Спасибо Jelizawiete, Lada Buskie, и Sowyatschokу.
Новости из Петербурга
«Пой до упаду
И смейся до слез!
Радуйтесь, люди –
Родился Христос!
Вот он на ручках у мамки,
И на щеках его ямки…»
(к/ф "Тень, или Может быть, всё обойдётся" 1991 г.
«Рождественская песня»)
- Как вы себя чувствуете, Яков Платонович?
Это был первый вопрос, который задала Анна, после того, как они все-таки смогли оторваться друг от друга.
Бровь Штольмана знакомо приподнялась.
- Что, вы меня даже о новостях не спросите?
Анна вздохнула, и погладила воротник его пальто.
- Думаю, о переменах к лучшему вы бы сказали сразу. Но в любом случае, мне важнее знать, что с вами все в порядке.
- К сожалению, Анна Викторовна, это… дело куда запутаннее, чем я предполагал, - медленно и серьезно произнес он, - и что-то обещать я вам … не в праве.
- Не надо ничего обещать! – вскрикнула Анна, и тут же, словно испугавшись, добавила тихо и ласково, - меня ваше здоровье волнует … куда больше.
Внезапно вспомнилась смешная девочка, требующая от сурового следователя, чтобы он немедля обратился к врачу по поводу страшного сметня. Тоже стояла вот так, распахнув синие глаза, готовая, кажется, лично тащить пострадавшего к доктору. А вполне себе взрослая шляпка отчего-то делала хозяйку еще более юной…
Он не мог не улыбнуться, потому ответ прозвучал вполне искренне:
- Да все в порядке, Анна Викторовна с моим здоровьем.
Она недоверчиво и тревожно вглядывается в его лицо. Затем немного успокаивается. Осторожно прижимает к себе еловую веточку, и берет Штольмана под руку.
- Тогда давайте пройдемся вместе. А вы расскажете, что еще смогли узнать.
Они выбираются из зарослей, и выходят на тропинку. Вокруг – никого, голоса посетителей парка слабо доносятся с центральных аллей. Штольман хмурится.
- Вы опять неосторожны, Анна Викторовна! Зачем было приходить сюда?
- Я просто гуляла, - Анна снова нюхает ветку, с видом совершенно счастливым и просветленным.
- Аня, а если бы к вам со спины подошел не я? – спрашивает Штольман, остановившись.
Она вздрагивает. Смотрит на него – сперва упрямо, потом беспомощно и виновато. Покаянно произносит:
- Я сама не заметила, как оказалась здесь. Просто забыла… что опасно.
Когда Анна признает вину, сердиться решительно невозможно.
- Я не могу все время охранять вас, - произносит он с горечью, - мне вообще сейчас рядом с вами лучше не появляться!

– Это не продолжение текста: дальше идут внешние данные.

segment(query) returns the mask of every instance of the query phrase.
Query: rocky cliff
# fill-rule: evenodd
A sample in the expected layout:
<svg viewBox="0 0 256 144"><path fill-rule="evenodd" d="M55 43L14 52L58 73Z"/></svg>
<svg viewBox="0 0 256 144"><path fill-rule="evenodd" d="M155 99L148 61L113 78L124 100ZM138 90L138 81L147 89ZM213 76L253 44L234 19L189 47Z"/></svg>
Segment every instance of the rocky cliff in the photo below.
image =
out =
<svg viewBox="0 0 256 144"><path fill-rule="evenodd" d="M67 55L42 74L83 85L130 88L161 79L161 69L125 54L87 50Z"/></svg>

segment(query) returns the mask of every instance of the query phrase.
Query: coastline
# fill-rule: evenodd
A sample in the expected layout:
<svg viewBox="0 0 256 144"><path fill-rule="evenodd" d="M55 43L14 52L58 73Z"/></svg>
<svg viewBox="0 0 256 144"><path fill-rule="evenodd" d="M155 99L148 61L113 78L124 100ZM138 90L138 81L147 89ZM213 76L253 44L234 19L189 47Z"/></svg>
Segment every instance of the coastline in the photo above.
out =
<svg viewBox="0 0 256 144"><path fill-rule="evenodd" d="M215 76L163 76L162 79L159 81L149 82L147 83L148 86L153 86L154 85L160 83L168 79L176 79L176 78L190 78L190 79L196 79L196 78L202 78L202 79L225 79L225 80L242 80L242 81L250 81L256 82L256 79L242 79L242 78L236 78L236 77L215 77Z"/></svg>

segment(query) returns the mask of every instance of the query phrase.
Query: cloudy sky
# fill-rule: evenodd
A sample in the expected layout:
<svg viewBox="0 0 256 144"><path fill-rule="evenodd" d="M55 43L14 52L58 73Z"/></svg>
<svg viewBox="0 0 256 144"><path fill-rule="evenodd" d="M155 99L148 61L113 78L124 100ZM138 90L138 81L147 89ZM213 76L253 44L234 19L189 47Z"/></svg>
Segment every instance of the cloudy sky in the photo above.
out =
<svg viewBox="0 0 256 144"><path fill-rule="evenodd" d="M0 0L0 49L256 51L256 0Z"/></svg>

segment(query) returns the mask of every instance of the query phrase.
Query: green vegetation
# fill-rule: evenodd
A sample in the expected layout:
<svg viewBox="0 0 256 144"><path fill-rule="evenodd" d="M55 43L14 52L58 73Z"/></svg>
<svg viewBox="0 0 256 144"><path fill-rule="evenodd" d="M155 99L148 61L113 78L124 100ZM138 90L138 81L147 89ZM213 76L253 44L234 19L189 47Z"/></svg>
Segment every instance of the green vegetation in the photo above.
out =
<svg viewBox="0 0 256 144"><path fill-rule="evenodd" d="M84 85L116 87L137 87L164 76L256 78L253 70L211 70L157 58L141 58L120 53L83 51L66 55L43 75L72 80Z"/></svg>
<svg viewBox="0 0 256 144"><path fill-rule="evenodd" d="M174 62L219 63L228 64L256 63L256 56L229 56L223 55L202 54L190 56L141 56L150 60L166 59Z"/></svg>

Она только крепче вцепляется в его локоть.
- Нет! Совсем не лучше.
- Мне ясно дали понять, что обычным путем я не добьюсь развода, - очень спокойно сообщает Штольман, - судя по всему, кому-то наверху необходим этот нелепый брак. И только поимка Крутина дает слабый шанс на … мое освобождение. И мое присутствие вас не защищает, а напротив…
Взгляд Анна опять становится решительным и непреклонным.
- Я никогда не обращала на это внимание, - говорит она, - и сейчас не собираюсь. А вот если я опять потеряю вас, - ее голос прерывается, - или хотя бы лишусь возможности вас видеть… разговаривать…
Она вздергивает подбородок.
- Ничего я не боюсь. И Крутина не боюсь. Если знаю, что мы – вместе, - и спрашивает уже почти с отчаянием, - ведь мы – вместе?
Штольман сжимает ее пальцы.
- Да.
Появляться среди людей ему и самому не хочется. Поэтому они так и бредут окраинами парка, порой с некоторым трудом помещаясь на узких тропках. Хорошо, что хромота прошла. Почти…
Анна снова перехватывает ветку с шишками так, чтобы она касалась ее лица. Задумавшись о чем-то, глубоко вздыхает. И задает несколько неожиданный вопрос:
- Яков Платонович, а вы этого мальчика… Володю… Навещали?
- Да, - отвечает он, - ему скучно. Учится хорошо, но говорит, что все это уже знает.
Анна качает головой:
- Он скучает по матери. А кроме того, ведь через три недели – Рождество. Все-таки неправильно это – проводить такой праздник в школе. Без семьи…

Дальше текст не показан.